Fishery standard named entity recognition based on BERT+BiLSTM+CRF deep learning model and multivariate combination data augmentation
YANG He, YU Hong, LIU Jusheng, YANG Huining,SUN Zhetao,CHENG Ming, REN Yuan,ZHANG Sijia
1.College of Information Engineering, Key Laboratory of Marine Information Technology of Liaoning Province, Dalian Ocean University, Dalian 116023, China; 2.Key Laboratory of Environment Controlled Aquaculture, Ministry of Education, Dalian 116023, China
摘要 为解决渔业标准命名实体识别任务中部分实体语料分布稀疏导致的效果不佳问题,提出了基于多元组合数据增广(data augmentation method based on multiple combination,MCA)的渔业标准命名实体识别方法,该方法融合了基于领域词典的联合替换算法(joint replacement algorithm based on domain dictionary,DDR)、基于槽点保护的随机删除算法(random deletion algorithm based on slot protection,SPD)和基于槽点保护的随机插入算法(random insertion algorithm based on slot protection,SPI)进行语料库的数据增广,首先构建“水产品名称”同类词词典和领域同义词词典,通过两个词典分别对“水产品名称”类实体和随机词进行同类词替换和同义词替换,生成新的句子,以增加目标实体数量和句子的多样性,然后在基于槽点保护的情况下对原句子分别进行随机删除和随机插入操作,在保留实体及上下文特征的情况下进一步丰富语料的多样性,提高模型的泛化能力。

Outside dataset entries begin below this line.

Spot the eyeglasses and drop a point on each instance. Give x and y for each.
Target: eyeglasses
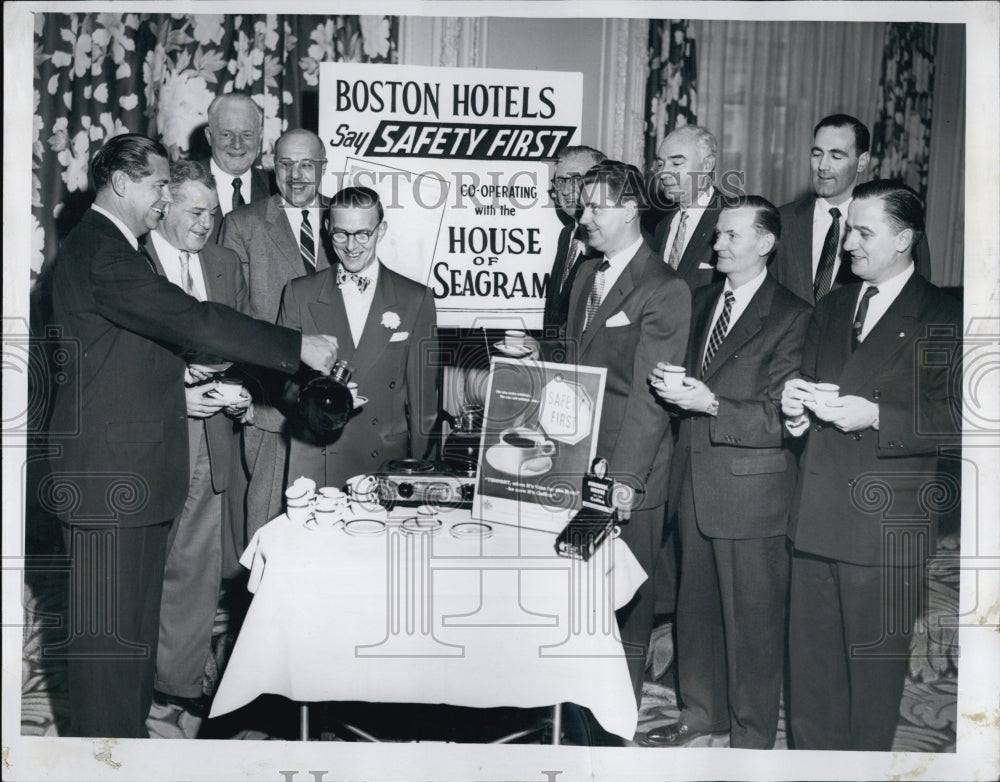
(566, 182)
(362, 237)
(306, 166)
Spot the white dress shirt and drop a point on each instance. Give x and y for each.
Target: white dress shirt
(881, 301)
(618, 262)
(224, 186)
(822, 220)
(121, 226)
(173, 266)
(358, 303)
(694, 213)
(741, 299)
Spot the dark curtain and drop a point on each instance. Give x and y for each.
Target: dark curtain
(97, 75)
(901, 137)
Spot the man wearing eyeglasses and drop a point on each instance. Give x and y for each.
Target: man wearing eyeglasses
(683, 176)
(571, 165)
(385, 326)
(277, 240)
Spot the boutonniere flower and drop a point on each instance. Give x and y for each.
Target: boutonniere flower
(390, 320)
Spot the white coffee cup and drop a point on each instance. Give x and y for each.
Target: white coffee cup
(228, 389)
(825, 393)
(672, 378)
(514, 339)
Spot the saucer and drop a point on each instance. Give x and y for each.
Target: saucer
(500, 457)
(416, 525)
(509, 351)
(364, 527)
(471, 529)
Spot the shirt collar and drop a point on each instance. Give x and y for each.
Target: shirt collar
(121, 226)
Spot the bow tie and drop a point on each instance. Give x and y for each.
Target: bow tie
(358, 279)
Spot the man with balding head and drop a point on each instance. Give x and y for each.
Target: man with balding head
(571, 165)
(683, 178)
(277, 240)
(234, 128)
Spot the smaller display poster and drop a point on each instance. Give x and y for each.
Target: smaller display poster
(539, 439)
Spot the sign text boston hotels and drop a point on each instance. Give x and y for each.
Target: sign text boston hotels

结果表明,采用基于融合注意力机制的BERT+BiLSTM+CRF网络模型和多元组合数据增广方法进行渔业标准命名实体识别,准确率、召回率、F1值分别达到了91.73%、88.64%、90.16%,具有较好的效果。研究表明,基于多元组合数据增广的渔业标准命名实体识别方法有效解决了部分实体样本稀疏问题,提升了渔业标准命名实体识别的整体效果。
Abstract: In order to solve the problem of poor effect caused by sparse corpus distribution of some entities in fishery standard named entity recognition task, a method of fishery standard named entity recognition is proposed based on multiple combination data enlargement, which combines the joint replacement algorithm based on domain dictionary(DDR), random deletion algorithm based on slot protection(SPD)and random insertion algorithm based on slot protection(SPI)to augment the data of corpus.First the“name”of fishery products similar synonyms dictionary word dictionary and domain is established through two dictionaries in fishery product name entity and random words similar to replace and synonyms replacement, new sentences are generated to increase the number of target entities and the diversity of the sentence, and then in the case of trough point based protection of the original sentence for random delete and random insertion operation respectively, while keeping the entity and its context feature rich the diversity of the corpora, under the condition of improving the generalization ability of the model.In order to verify the effectiveness of the proposed method, several groups of comparative experiments were designed.The results showed that there was 91.73% of identification accuracy, 88.64% of recall rate and 90.16% of F1 value of fishery standard named entity based on the method of multiple combination data amplification, with a good effect.The findings indicate that the fishery standard named entity recognition method based on multivariate combination data augmentation proposed here effectively solves the problem of sparse part of the entity samples and improves the overall effect of fishery standard named entity recognition.
杨鹤, 于红, 刘巨升, 杨惠宁, 孙哲涛, 程名, 任媛, 张思佳. 基于BERT+BiLSTM+CRF深度学习模型和多元组合数据增广的渔业标准命名实体识别[J]. 大连海洋大学学报, 2021, 36(4): 661-669.
YANG He, YU Hong, LIU Jusheng, YANG Huining, SUN Zhetao, CHENG Ming, REN Yuan, ZHANG Sijia. Fishery standard named entity recognition based on BERT+BiLSTM+CRF deep learning model and multivariate combination data augmentation. Journal of Dalian Ocean University, 2021, 36(4): 661-669.